Turrona, geniosa, cabeça-dura e infinitamente criativa são apenas algumas palavras que definem a compositora Diane Warren, a mulher com mais indicações ao Oscar sem vencer. Relentless, documentário narcísico que segue sua vida entre partituras, premiações e devaneios, pinta uma figura multidimensional e por vezes desconfortável de conviver.
Pelo filme, Warren chega à décima sétima indicação da Academia, todas pelo trabalho em Canções Originais. A bola da vez é Dear Me, na voz de Kesha, que serve de carta ao passado e de lembrança da perseverança. Afinal, a infância de Diane não foi fácil.

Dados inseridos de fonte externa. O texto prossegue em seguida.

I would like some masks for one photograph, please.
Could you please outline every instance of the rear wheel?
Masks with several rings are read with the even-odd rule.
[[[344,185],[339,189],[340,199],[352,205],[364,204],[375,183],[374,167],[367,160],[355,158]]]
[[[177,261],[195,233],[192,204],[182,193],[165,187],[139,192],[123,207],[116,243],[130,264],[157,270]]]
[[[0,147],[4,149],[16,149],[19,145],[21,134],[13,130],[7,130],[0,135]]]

Com depoimento de amigas da época e gravações antigas da família, Diane revela o lado frio da mãe, e suas incessantes dúvidas sobre o futuro artístico da filha. Esse fantasma a persegue e guia sua carreira, numa espécie de cabo de ferro entre o laço materno e o ódio que brotou das cobranças.
No campo romântico, os amigos e colaboradores próximos tiram sarro da situação: “como uma pessoa que nunca se relacionou amorosamente com alguém pode escrever baladas tão apaixonadas?”. Relentless visita o hall da Warren com inserções das canções que compôs e que, na voz de uma série de artistas, eternizaram-se na cultura.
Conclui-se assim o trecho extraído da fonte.